Hello,

I added a library '(sicm symbolic)' for doing some basic symbolic
manipulations. Below I'll work through an example from chapter 1,
section 4 of SICM.

I'm using a low-level symbolic representation that is very
verbose. This is just for illustrative purposes, so that it's clear
what's going on at the low level. Scheme record types are used to
represent the different primitive forms.

Let the games begin:

    (import (sicm numerics-quadrature-defint)
            (sicm symbolic))

Let's setup the path of a free particle:

    (define test-path
      (make-tuple (vector (make-add (make-mul (make-constant 4)
                                              (make-identity))
                                    (make-constant 7))

                          (make-add (make-mul (make-constant 3)
                                              (make-identity))
                                    (make-constant 5))

                          (make-add (make-mul (make-constant 2)
                                              (make-identity))
                                    (make-constant 1)))))

It can be converted to a procedure and applied:

    > ((to-procedure test-path) 10)
    #(47 35 21)

Going off their description of Gamma, here's that procedure:

    (define (Gamma q)
      (make-tuple (vector (make-identity)
                          q
                          (derivative q))))

So we can apply it to a path and we get back a tuple containing the
time, the path, and the velocity.

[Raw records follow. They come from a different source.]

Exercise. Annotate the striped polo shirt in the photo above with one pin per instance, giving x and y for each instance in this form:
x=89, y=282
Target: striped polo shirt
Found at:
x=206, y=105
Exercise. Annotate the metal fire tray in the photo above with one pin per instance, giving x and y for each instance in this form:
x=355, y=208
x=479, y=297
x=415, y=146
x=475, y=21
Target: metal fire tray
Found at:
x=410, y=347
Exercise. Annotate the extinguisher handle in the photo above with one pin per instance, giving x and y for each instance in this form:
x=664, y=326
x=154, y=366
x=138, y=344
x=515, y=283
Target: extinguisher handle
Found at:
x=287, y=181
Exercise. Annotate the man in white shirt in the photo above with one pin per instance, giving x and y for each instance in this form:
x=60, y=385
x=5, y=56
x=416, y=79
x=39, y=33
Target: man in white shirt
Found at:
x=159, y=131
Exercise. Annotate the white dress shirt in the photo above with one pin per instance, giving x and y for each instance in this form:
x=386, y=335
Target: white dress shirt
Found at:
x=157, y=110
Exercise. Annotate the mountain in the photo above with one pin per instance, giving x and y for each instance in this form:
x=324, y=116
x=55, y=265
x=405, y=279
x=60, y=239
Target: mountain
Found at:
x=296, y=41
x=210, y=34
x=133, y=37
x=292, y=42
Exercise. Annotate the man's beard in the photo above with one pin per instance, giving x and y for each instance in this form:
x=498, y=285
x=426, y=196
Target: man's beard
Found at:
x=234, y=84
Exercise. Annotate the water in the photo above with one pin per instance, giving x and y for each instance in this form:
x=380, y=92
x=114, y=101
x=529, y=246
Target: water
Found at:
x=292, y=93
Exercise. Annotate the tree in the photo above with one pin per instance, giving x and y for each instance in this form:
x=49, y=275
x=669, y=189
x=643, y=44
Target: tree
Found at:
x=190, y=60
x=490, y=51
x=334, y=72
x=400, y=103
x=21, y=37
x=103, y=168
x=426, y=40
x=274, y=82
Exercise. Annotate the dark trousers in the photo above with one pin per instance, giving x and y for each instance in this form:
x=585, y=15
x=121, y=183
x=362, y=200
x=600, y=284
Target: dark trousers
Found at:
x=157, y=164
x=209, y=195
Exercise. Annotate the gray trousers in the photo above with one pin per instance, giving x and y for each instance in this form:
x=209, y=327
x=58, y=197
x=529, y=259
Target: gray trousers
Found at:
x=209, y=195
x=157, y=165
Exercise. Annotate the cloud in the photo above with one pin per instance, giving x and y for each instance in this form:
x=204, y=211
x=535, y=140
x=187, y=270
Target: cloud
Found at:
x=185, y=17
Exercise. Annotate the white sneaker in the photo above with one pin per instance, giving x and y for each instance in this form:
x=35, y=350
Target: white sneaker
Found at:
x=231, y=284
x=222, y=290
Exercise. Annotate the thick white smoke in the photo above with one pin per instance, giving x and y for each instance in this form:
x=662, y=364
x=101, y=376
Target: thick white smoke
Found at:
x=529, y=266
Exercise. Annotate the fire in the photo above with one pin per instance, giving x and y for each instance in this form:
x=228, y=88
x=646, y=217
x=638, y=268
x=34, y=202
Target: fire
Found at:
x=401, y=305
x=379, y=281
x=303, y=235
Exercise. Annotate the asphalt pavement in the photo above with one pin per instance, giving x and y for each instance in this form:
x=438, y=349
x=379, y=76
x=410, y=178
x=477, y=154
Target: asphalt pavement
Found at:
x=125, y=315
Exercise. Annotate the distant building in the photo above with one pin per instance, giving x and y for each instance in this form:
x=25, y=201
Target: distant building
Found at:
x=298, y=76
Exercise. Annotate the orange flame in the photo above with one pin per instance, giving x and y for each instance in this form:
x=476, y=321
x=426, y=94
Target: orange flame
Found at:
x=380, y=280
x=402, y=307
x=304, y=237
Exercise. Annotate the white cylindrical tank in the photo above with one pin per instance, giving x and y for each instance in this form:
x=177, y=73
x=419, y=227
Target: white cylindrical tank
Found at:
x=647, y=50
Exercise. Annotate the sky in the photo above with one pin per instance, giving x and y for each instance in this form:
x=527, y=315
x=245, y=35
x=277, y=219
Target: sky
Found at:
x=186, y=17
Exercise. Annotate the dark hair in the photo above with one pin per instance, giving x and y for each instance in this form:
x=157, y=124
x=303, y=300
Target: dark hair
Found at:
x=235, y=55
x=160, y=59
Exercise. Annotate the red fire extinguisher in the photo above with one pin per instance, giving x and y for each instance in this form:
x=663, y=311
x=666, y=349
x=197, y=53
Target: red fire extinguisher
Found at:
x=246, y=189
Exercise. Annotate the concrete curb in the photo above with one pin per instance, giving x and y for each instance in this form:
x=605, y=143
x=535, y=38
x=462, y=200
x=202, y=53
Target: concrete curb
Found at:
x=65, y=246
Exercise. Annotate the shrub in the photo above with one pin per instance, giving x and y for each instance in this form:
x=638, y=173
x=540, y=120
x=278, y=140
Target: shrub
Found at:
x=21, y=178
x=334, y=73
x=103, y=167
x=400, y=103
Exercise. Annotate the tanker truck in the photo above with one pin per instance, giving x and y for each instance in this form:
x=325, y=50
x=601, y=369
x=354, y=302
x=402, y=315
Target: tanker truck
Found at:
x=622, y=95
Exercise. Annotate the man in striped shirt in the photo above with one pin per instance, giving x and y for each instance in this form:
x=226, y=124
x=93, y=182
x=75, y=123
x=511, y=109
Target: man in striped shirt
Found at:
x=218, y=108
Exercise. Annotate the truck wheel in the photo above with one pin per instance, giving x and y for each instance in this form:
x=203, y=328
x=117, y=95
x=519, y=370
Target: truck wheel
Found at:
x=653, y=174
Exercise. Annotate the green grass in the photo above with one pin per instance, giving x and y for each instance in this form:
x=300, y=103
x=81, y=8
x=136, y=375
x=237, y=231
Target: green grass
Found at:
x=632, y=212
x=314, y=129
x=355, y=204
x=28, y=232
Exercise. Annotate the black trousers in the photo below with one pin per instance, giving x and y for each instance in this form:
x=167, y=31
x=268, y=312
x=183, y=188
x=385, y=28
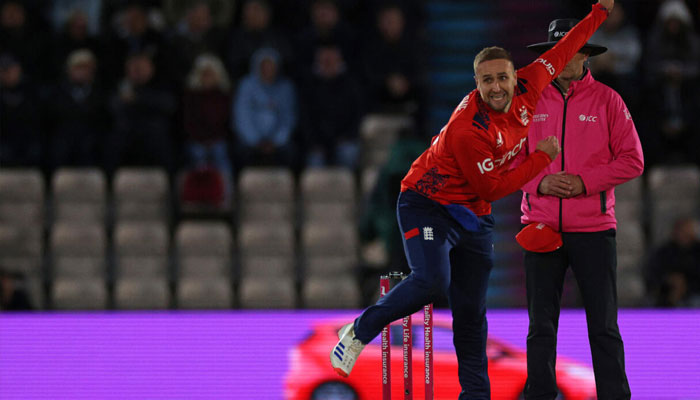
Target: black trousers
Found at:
x=593, y=260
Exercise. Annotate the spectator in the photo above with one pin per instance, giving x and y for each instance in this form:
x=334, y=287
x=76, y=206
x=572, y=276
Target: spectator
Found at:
x=379, y=218
x=206, y=109
x=327, y=28
x=196, y=35
x=19, y=125
x=221, y=10
x=255, y=32
x=13, y=295
x=333, y=109
x=673, y=272
x=133, y=34
x=674, y=63
x=76, y=113
x=142, y=110
x=18, y=37
x=618, y=67
x=74, y=36
x=265, y=112
x=393, y=67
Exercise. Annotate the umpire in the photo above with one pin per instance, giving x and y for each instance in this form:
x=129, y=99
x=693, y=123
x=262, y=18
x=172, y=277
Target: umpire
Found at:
x=575, y=198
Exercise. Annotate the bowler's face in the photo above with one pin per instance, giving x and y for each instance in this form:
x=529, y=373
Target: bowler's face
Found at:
x=496, y=80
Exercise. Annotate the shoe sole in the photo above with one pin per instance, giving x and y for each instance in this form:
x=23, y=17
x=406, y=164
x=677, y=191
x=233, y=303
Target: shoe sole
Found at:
x=341, y=372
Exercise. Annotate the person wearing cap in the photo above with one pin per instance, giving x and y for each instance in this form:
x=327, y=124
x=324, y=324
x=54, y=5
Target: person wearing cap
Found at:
x=569, y=213
x=444, y=209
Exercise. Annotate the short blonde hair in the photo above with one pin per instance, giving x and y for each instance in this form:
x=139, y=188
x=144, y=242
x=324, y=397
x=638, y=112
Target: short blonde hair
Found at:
x=492, y=53
x=202, y=62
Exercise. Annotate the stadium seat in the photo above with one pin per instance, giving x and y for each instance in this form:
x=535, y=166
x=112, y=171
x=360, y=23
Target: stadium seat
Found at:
x=267, y=292
x=79, y=294
x=204, y=249
x=377, y=133
x=141, y=194
x=21, y=249
x=78, y=250
x=329, y=239
x=674, y=191
x=79, y=194
x=141, y=294
x=266, y=194
x=204, y=294
x=141, y=249
x=21, y=197
x=330, y=293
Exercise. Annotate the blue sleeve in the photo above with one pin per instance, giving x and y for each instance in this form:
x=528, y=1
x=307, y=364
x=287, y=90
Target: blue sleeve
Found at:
x=288, y=114
x=243, y=115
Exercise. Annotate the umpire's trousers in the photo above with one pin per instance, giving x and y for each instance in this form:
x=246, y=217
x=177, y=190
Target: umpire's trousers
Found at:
x=444, y=258
x=593, y=260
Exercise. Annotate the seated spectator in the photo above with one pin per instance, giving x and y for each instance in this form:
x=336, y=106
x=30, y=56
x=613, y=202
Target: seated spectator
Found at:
x=77, y=115
x=256, y=31
x=18, y=37
x=327, y=28
x=331, y=112
x=142, y=111
x=673, y=55
x=393, y=67
x=618, y=67
x=19, y=126
x=132, y=33
x=13, y=294
x=194, y=36
x=206, y=115
x=673, y=272
x=265, y=113
x=73, y=36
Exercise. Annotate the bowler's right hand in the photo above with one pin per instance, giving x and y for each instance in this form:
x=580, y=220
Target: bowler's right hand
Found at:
x=549, y=145
x=608, y=4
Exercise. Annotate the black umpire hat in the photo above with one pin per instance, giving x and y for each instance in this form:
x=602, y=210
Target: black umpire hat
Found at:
x=557, y=30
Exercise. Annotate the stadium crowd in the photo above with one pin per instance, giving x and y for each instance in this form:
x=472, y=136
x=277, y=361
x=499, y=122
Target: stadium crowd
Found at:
x=207, y=88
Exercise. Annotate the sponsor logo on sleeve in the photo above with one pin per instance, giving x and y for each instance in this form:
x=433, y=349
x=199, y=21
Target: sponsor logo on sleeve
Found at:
x=488, y=164
x=547, y=64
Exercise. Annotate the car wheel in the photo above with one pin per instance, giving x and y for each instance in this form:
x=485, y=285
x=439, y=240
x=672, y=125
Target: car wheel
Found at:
x=559, y=396
x=334, y=391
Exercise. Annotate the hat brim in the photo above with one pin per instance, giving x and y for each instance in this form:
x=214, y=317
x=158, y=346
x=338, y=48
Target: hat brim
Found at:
x=539, y=238
x=593, y=49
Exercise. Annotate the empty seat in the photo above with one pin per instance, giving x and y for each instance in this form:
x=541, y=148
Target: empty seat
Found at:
x=78, y=250
x=332, y=292
x=264, y=239
x=329, y=266
x=266, y=194
x=319, y=185
x=141, y=194
x=79, y=294
x=21, y=197
x=204, y=294
x=267, y=292
x=79, y=194
x=267, y=267
x=377, y=133
x=141, y=249
x=141, y=294
x=204, y=249
x=674, y=191
x=323, y=239
x=20, y=248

We get back a huge monster when we
call 'Gamma' on 'test-path'. Here it is in all it's unsimplified glory:

    > (Gamma test-path)

#[tuple #(#[identity]

          #[tuple #(#[add #[mul #[constant 4] #[identity]]
                          #[constant 7]]
                    #[add #[mul #[constant 3] #[identity]]
                          #[constant 5]]
                    #[add #[mul #[constant 2] #[identity]]
                          #[constant 1]])]

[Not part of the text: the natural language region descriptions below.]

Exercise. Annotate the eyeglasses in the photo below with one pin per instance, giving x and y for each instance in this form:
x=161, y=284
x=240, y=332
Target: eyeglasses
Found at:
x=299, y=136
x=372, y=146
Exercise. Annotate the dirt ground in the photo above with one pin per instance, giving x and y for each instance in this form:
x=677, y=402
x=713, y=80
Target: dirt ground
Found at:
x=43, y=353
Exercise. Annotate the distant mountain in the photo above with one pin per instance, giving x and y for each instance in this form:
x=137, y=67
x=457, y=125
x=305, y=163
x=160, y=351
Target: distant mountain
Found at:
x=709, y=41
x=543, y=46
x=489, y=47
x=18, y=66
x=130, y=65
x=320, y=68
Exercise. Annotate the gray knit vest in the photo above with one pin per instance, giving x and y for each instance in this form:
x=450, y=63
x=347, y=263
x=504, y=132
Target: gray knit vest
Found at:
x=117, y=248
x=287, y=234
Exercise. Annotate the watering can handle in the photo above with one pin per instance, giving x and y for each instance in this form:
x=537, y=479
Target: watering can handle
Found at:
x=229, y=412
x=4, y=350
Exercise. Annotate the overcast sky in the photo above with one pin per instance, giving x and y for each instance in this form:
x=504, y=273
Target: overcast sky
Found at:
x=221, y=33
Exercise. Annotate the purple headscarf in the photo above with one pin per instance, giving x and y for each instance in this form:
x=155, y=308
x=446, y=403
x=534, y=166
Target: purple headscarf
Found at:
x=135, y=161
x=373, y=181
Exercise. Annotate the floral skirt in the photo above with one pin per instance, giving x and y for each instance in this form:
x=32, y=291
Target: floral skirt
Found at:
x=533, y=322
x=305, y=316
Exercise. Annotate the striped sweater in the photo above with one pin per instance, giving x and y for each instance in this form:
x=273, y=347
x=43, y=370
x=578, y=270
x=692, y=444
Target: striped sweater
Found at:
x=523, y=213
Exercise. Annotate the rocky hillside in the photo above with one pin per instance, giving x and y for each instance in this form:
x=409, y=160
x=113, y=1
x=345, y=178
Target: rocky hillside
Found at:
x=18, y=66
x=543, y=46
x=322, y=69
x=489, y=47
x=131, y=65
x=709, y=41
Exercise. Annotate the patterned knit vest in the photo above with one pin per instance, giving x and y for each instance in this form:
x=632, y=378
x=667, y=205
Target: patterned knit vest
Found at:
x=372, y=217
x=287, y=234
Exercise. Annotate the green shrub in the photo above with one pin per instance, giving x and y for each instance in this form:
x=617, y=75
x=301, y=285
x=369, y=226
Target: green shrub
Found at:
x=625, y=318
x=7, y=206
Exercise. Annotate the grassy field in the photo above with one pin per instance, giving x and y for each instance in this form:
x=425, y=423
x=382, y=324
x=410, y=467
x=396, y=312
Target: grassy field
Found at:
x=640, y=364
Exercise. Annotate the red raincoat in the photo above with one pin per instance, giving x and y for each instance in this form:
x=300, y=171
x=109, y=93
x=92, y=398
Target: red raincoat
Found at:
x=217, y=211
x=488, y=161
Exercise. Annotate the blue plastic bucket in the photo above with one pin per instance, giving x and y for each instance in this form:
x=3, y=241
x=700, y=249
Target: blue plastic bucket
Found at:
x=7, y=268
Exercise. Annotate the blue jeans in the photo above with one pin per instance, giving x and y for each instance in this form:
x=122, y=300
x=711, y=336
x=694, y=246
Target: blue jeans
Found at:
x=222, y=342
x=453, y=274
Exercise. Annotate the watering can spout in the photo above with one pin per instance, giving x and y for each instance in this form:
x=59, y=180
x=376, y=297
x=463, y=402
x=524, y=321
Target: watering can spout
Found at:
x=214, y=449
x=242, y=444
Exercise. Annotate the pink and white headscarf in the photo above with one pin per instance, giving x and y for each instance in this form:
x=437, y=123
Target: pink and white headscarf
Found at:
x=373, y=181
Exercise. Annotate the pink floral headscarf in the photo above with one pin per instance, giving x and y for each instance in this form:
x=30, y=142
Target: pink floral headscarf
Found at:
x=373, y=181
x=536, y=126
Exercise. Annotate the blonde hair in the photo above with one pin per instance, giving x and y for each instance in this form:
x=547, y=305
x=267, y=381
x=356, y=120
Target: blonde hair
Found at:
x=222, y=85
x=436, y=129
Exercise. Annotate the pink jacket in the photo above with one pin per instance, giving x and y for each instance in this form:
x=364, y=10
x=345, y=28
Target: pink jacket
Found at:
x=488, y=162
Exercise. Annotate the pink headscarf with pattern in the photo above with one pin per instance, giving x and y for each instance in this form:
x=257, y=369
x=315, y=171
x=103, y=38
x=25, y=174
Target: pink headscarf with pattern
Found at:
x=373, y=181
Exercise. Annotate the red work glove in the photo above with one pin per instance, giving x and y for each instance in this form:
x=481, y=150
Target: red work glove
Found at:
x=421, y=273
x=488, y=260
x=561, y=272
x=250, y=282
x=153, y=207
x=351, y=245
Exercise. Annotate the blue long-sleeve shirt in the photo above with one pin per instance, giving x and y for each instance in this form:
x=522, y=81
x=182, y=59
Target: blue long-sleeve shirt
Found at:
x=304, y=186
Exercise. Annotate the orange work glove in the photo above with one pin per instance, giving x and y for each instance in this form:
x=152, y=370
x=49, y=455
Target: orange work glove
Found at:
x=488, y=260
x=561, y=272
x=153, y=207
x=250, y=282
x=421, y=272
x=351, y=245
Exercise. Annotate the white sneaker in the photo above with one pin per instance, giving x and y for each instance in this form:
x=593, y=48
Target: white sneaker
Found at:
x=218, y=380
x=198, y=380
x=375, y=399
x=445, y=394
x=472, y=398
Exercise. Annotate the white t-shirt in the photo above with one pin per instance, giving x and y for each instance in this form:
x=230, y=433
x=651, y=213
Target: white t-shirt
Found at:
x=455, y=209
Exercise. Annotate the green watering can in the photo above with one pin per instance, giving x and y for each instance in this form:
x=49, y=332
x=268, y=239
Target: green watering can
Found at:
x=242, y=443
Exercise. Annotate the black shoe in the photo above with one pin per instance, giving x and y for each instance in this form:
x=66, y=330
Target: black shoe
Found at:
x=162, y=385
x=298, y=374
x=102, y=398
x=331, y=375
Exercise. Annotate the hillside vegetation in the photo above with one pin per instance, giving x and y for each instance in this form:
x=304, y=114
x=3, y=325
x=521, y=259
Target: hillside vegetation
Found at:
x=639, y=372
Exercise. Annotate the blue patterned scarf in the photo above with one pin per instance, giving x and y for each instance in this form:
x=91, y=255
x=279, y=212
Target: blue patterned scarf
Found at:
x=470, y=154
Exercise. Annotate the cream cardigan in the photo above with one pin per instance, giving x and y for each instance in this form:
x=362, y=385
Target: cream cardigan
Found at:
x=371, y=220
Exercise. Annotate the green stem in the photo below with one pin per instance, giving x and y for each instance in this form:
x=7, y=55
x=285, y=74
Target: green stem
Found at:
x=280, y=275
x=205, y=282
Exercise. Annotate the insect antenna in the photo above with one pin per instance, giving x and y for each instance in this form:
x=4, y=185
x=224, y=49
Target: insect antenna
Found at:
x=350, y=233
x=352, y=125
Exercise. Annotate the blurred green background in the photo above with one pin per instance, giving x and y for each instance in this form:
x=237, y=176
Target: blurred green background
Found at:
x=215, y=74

          #[tuple #(#[add #[add #[mul #[constant 0] #[identity]]
                                #[mul #[constant 4]
                                      #[constant 1]]]
                          #[constant 0]]

                    #[add #[add #[mul #[constant 0] #[identity]]
                                #[mul #[constant 3]
                                      #[constant 1]]]
                          #[constant 0]]

                    #[add #[add #[mul #[constant 0] #[identity]]
                                #[mul #[constant 2] #[constant 1]]]
                          #[constant 0]])])]

Nevertheless, we can extract the third component (the velocity), turn
it into a procedure, and apply it:

    > ((to-procedure
        (vector-ref (tuple-items (Gamma test-path)) 2))
       5)
    #(4 3 2)

Warm fuzzies.

Here's 'L-free-particle':

    (define (L-free-particle mass)
      (lambda (local)
        (let ((v (velocity local)))
          (make-mul (make-mul (make-constant 1/2)
                              (make-constant mass))
                    (tuple-dot-product v v)))))

'local' is what we get back from 'Gamma'. So we need a way to extract
the velocity:

    (define (velocity local)
      (vector-ref (tuple-items local) 2))

The 'tuple-dot-product' procedure can be defined in terms of some
low-level tuple procedures:

    (define (tuple-dot-product a b)
      (make-tuple-sum
       (make-tuple*tuple-elementwise a b)))

Alright, we now come to the function that ties it all together,
'Lagrangian-action':

    (define (Lagrangian-action L q t1 t2)

      (let ((f (to-procedure (L (Gamma q)))))

        (definite-integral f t1 t2 0.001)))

Let's see it in action. The example from the book:

   > (Lagrangian-action (L-free-particle 3.0) test-path 0 10)
   435.0

Easy as pi.

The '(sicm symbolic)' library:

    http://github.com/dharmatech/sicm/raw/master/symbolic.sls

There's something nice about exploring the concepts in SICM using raw Scheme; you can feel the bits between your toes.